Was this all just a dream…
Or was it just a nightmare…?
Was everything a lie…?
Cuz if feels like none of it existed
I remembered and cherished everything
I did this for us
I did this for you
After that first class trip, years we were attached to each other. Just wanted you by my side, all those times when we were apart. You were nothing but a heartache to my broken; dead soul. If only you could understand. I protected you, like we were supposed to be together. I only said the truth about you. I had always imagined you by my side… forever.
I remembered sitting in the back of my mother’s silver, Toyota. I remembered every time she inserted a cd into the cd slot in the car, every old song that had instruments reminded me of you. This other time, I remembered when my father took us to places. The places that I have gone with my father so many times when I was just a young child, I had shared you my past. I remember, it was in the middle of July, summer time, father and I invited you to join us for the afternoon, so you wouldn’t be bored at home. We drove to where they had the observatory, which was up on top of the hills. It is sad cuz all the guys and girls that I have ever been with, they weren’t you. We were both innocent and neither one of us wanted to change each other. We both examined life as it was. A beautiful adventure. This other time, we were with my father. Father drove us to the country side, a long memorable drive. I remembered every place that we have gone together. First a long drive to the country side, then to a small park. You were so quiet, so innocent and so sensitive. I did loved you for who you were. I had wished for us to keep on spending our lives with each other. I hated when we were a part. You were the only reason why I wanted to go back.
When we were always apart, I thought you knew how terrible it was. I thought you understood. 5 years ago, I did this for you. I wanted you to be free. I didn’t want you to suffer anymore, like how I had suffered. Besides being homesick, I had done so many mistakes just to keep myself to survive. I literally didn’t mean to break your heart. After all that you did, I thought it was fair. One you never wanted to be here with me anyways. When you told me that you never wanted to move here, you had no idea how much that killed my soul. I remembered I cried myself to bed. I didn’t tell you, only cuz i didn’t want you to worry.

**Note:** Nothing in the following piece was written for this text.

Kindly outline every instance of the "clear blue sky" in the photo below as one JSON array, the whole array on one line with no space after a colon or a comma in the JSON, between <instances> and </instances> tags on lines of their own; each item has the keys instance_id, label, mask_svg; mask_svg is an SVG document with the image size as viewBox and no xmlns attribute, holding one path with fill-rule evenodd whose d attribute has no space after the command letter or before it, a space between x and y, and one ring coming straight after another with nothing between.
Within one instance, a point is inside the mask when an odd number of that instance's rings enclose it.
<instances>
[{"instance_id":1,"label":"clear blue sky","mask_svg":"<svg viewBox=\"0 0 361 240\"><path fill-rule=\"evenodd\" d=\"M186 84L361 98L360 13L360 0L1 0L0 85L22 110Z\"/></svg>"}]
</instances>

Holding on is just a waste of time. For so long I thought you had waited for me. But instead, you mislead me.. I misjudged you in the beginning. I thought you were never going to walk and act like a child. You are how old; an adult? Doesn’t seem like it. To me, you are nothing but a lair now.

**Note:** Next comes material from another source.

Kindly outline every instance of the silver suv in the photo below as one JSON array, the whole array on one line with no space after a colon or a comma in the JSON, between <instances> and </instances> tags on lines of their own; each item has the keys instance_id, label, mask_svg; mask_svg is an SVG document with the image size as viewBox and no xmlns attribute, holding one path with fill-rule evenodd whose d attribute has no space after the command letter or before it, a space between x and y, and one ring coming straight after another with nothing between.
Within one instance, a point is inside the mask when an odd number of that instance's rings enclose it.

Also, how dare you tell me that I gave up; I never fully gave up on you. I pushed you aside, I never ditched you, I never missed a call from you did I? Did I ever complain when you would call? No. I was a truthful friend. Still, I tried to push you away the first time. I freaking tried my best to leave you alone. But I didn’t. I couldn’t leave you. I was there when you needed me the most. I was there when you told me you missed me so much. I was still there when I was going through hell. How dare you, screw me over. How dare you walk away from me when I NEEDED YOU THE MOST! Oh by the way, how dare you whine and complain and you dare have your mother tell me to move on. When I saw you, you could have told me straight up that you didn’t want me to be in your damn life anymore. You could have told me the truth in the beginning. But no you waited after a couple of years after I moved back to what I called home for so many years. Actually you told tell me the damn truth after I left that city.
Know what’s funny, I still protected you. I still sacrificed my soul. I blamed everything on myself and never blamed you. I cried myself to bed every night for half my life. I prayed so much just to protect you and your family. All the things that I did, I did mostly for you. And you say you can’t do everything for me. I NEVER WANTED YOU TO DO ANYTHING FOR ME! I just wanted you to be mine and to be there with me.